PrediWave has signed a deal with China's Fujian Cable Co. to supply a VOD server system and 4.6 million proprietary set-top boxes throughout 2002. It will exhibit its new product for U.S. operators at the Western Show later this month in Anaheim, Calif.

"If five or more people are watching a given title, it becomes more efficient," said Elliot. "It's a much more bandwidth-efficient scheme. You don't have the infrastructure buildout problems."

But PrediWave could face a number of hurdles, starting with its proprietary set-top box. Elliot said the company has begun discussions with Motorola Inc. and Scientific-Atlanta Inc. about integrating its technology into future units. That technology includes a Data Over Cable Service Interface Specification-based chip set, MPEG-2 [Moving Picture Expert Group] transport hard drive storage and other software features that provide personal video recorder capabilities within the set-top.

PrediWave's efficiency can also be extended to subscription VOD offerings, Elliot said.

"All the session setup problems go away here," he said. "All that is handled at the box."

But either scenario would require operators to predict which VOD titles subscribers would most want to see — a scenario not unlike how pay-per-view movies are scheduled at present, Elliot explained. Popular movies would hit the carousel as soon as they were made available, he said.

Operators must set aside channel capacity to handle the most popular content.
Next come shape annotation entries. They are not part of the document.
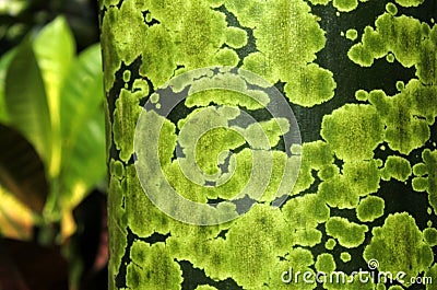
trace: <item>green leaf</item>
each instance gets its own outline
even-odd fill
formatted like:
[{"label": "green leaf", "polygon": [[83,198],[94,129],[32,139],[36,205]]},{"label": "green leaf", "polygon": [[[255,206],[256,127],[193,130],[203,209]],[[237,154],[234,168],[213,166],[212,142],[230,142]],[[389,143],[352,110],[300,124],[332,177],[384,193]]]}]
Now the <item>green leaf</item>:
[{"label": "green leaf", "polygon": [[45,164],[51,159],[51,126],[40,70],[28,40],[13,56],[5,76],[4,103],[10,124],[36,149]]},{"label": "green leaf", "polygon": [[[62,89],[62,183],[67,206],[79,204],[106,172],[99,45],[84,50]],[[64,205],[66,206],[66,205]]]},{"label": "green leaf", "polygon": [[74,59],[75,44],[64,18],[59,16],[46,25],[34,42],[35,56],[42,71],[50,112],[52,152],[50,176],[57,176],[61,167],[60,97]]},{"label": "green leaf", "polygon": [[33,146],[16,130],[0,125],[0,186],[29,209],[42,212],[48,195],[46,171]]},{"label": "green leaf", "polygon": [[11,49],[0,58],[0,123],[8,124],[9,116],[7,106],[4,104],[4,83],[9,63],[15,56],[16,49]]}]

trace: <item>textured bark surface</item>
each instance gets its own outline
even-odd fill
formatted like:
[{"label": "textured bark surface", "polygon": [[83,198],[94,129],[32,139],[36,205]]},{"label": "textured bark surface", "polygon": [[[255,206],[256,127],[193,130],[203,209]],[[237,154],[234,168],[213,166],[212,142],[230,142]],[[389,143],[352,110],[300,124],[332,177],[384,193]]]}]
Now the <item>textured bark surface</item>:
[{"label": "textured bark surface", "polygon": [[[405,272],[404,288],[435,289],[435,16],[433,0],[101,0],[109,288],[376,289],[375,276],[365,275],[363,282],[351,274],[377,267]],[[175,76],[217,66],[255,72],[283,93],[302,146],[286,148],[281,124],[295,128],[267,114],[267,104],[235,92],[189,95],[158,117],[163,131],[154,144],[161,171],[178,194],[200,204],[226,201],[249,182],[250,153],[257,150],[241,136],[256,139],[256,131],[229,127],[197,137],[197,144],[180,141],[184,126],[213,105],[225,124],[234,111],[217,107],[253,116],[269,141],[261,151],[271,153],[273,170],[265,194],[247,213],[215,225],[186,224],[144,193],[135,170],[135,126],[149,100],[160,111],[158,89]],[[189,76],[180,90],[208,84],[204,76]],[[247,80],[245,85],[261,95],[270,90]],[[179,169],[178,148],[191,148],[208,174],[236,164],[234,176],[220,186],[193,183]],[[235,163],[223,161],[223,151]],[[272,207],[282,197],[275,195],[281,182],[287,182],[284,164],[300,154],[290,196]],[[162,186],[153,172],[140,177]],[[245,198],[255,199],[248,194],[238,200]],[[244,202],[234,204],[237,214]],[[312,282],[303,276],[284,282],[291,268],[308,271]],[[346,281],[317,283],[317,271],[344,271]],[[415,277],[434,285],[415,288]]]}]

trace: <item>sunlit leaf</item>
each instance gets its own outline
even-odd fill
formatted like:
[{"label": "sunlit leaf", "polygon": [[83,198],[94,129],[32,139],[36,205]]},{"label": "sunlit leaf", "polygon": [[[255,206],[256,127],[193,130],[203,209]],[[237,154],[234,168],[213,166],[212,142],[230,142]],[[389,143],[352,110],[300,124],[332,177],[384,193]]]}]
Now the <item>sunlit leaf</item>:
[{"label": "sunlit leaf", "polygon": [[42,71],[52,130],[50,176],[57,176],[61,166],[60,97],[74,59],[75,44],[64,18],[59,16],[46,25],[34,42],[35,56]]},{"label": "sunlit leaf", "polygon": [[0,58],[0,123],[3,124],[9,121],[9,116],[4,104],[4,79],[7,76],[7,69],[14,57],[15,51],[15,49],[12,49]]},{"label": "sunlit leaf", "polygon": [[99,46],[72,66],[61,98],[63,200],[76,206],[105,176],[105,120]]},{"label": "sunlit leaf", "polygon": [[5,107],[10,124],[35,147],[45,164],[51,159],[51,126],[40,70],[28,40],[12,58],[5,76]]},{"label": "sunlit leaf", "polygon": [[0,185],[0,236],[29,240],[33,233],[34,216],[11,193]]},{"label": "sunlit leaf", "polygon": [[16,130],[0,125],[0,184],[29,209],[42,212],[49,190],[37,152]]}]

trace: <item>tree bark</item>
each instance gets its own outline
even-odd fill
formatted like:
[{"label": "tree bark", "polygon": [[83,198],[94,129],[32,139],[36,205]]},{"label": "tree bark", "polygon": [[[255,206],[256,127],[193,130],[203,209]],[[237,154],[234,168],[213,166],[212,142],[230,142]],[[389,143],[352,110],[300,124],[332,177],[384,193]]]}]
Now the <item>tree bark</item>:
[{"label": "tree bark", "polygon": [[435,1],[99,5],[109,289],[434,289]]}]

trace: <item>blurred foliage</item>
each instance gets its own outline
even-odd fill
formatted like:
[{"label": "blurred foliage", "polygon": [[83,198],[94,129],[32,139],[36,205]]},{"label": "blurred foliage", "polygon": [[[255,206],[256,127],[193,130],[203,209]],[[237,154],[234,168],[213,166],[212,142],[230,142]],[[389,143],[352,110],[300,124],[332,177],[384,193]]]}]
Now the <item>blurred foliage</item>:
[{"label": "blurred foliage", "polygon": [[97,1],[1,0],[0,55],[60,14],[69,22],[79,50],[98,40]]},{"label": "blurred foliage", "polygon": [[[101,48],[94,44],[82,49],[66,16],[44,27],[28,20],[20,34],[11,33],[23,23],[8,26],[3,14],[20,20],[35,4],[0,1],[1,49],[17,43],[0,58],[0,236],[35,244],[36,250],[49,246],[69,264],[69,289],[84,289],[80,285],[86,267],[98,270],[106,263],[97,257],[99,244],[106,243],[105,201],[95,194],[106,190]],[[51,15],[47,13],[46,19]],[[93,241],[84,243],[85,234]],[[61,247],[52,248],[55,244]],[[0,253],[0,272],[2,258]],[[0,289],[2,282],[0,275]]]}]

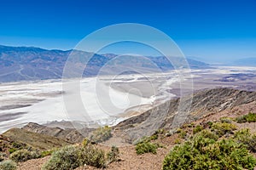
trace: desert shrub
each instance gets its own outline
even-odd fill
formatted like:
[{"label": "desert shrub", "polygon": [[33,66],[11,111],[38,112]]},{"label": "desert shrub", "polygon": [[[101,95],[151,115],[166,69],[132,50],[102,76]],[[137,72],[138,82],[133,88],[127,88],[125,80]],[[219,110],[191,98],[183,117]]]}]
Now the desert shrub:
[{"label": "desert shrub", "polygon": [[6,160],[0,162],[0,169],[2,170],[16,170],[17,165],[11,160]]},{"label": "desert shrub", "polygon": [[158,134],[153,134],[149,137],[149,140],[156,140],[158,139]]},{"label": "desert shrub", "polygon": [[137,155],[144,153],[156,154],[156,150],[159,148],[159,144],[151,142],[141,142],[136,144],[135,150]]},{"label": "desert shrub", "polygon": [[90,139],[93,143],[101,143],[108,140],[112,136],[111,128],[105,126],[96,129],[90,137]]},{"label": "desert shrub", "polygon": [[185,139],[187,136],[187,132],[181,128],[178,128],[176,133],[178,133],[178,137],[182,139]]},{"label": "desert shrub", "polygon": [[0,152],[0,162],[3,162],[6,157],[6,154],[4,152]]},{"label": "desert shrub", "polygon": [[237,131],[234,135],[234,140],[245,144],[251,151],[256,152],[256,134],[252,134],[249,129]]},{"label": "desert shrub", "polygon": [[238,123],[242,122],[256,122],[256,113],[248,113],[236,118]]},{"label": "desert shrub", "polygon": [[195,128],[193,129],[193,134],[195,134],[201,132],[203,129],[203,127],[201,125],[196,125]]},{"label": "desert shrub", "polygon": [[174,144],[181,144],[180,139],[176,139],[174,140]]},{"label": "desert shrub", "polygon": [[226,122],[226,123],[231,123],[232,122],[232,119],[230,117],[221,117],[220,118],[220,122]]},{"label": "desert shrub", "polygon": [[29,151],[25,149],[17,150],[9,156],[9,158],[16,162],[26,162],[38,157],[40,157],[40,154],[37,151]]},{"label": "desert shrub", "polygon": [[86,164],[98,168],[105,167],[107,165],[105,152],[91,144],[79,149],[79,159],[80,165]]},{"label": "desert shrub", "polygon": [[193,146],[198,150],[213,144],[218,140],[218,137],[212,132],[203,130],[196,133],[193,138]]},{"label": "desert shrub", "polygon": [[79,167],[79,147],[65,146],[59,150],[52,153],[50,159],[44,164],[42,169],[57,170],[57,169],[75,169]]},{"label": "desert shrub", "polygon": [[12,154],[12,153],[14,153],[14,152],[15,152],[15,151],[17,151],[18,150],[18,149],[16,149],[16,148],[10,148],[10,149],[9,149],[9,154]]},{"label": "desert shrub", "polygon": [[44,164],[44,170],[69,170],[83,165],[104,167],[105,152],[88,144],[86,147],[69,145],[52,153],[50,159]]},{"label": "desert shrub", "polygon": [[227,122],[216,122],[212,126],[212,130],[213,130],[218,136],[223,136],[225,133],[231,133],[236,129],[236,126]]},{"label": "desert shrub", "polygon": [[40,157],[45,157],[47,156],[50,156],[55,150],[55,149],[43,150],[40,153]]},{"label": "desert shrub", "polygon": [[119,150],[116,146],[112,146],[110,152],[108,153],[108,162],[117,162],[119,155]]},{"label": "desert shrub", "polygon": [[193,139],[176,145],[165,157],[163,170],[253,169],[256,159],[243,144],[216,139],[213,133],[202,131]]}]

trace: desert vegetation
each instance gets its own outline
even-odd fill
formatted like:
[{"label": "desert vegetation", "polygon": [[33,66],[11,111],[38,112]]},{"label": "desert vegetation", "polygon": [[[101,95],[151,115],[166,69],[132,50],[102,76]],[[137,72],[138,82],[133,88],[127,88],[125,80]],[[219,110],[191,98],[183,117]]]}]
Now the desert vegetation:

For example, a 100,000-subscriber system with 25,000 VOD-enabled subscribers and a simultaneous usage rate of 20 percent on a Saturday night would serve 5,000 users at any given time. Were 4,000 of those requests for 10 specific items, those 10 pieces of content would absorb five channels, according to Elliot.

Otherwise, an operator would require more than 4,000 dedicated VOD streams to handle the individual requests of those subscribers — even if they were for the most popular content.

Acknowledging the reality of Motorola's and S-A's market share, Elliot said PrediWave could work in a hybrid approach in which its system would handle the most popular content, and a cable operator's existing operation would handle less popular files. In the above example, the 1,000 requests for less popular VOD content would be handled with traditional server solutions.

Elliot argues that a lack of bandwidth or session setup overload means that some subscribers may not receive popular content when they want it. By constantly broadcasting the most popular content, in effect, PrediWave avoids those issues, he said.

PrediWave said Fujian will buy its box for about $400 apiece, although hard-disk costs could drop with volume shipments.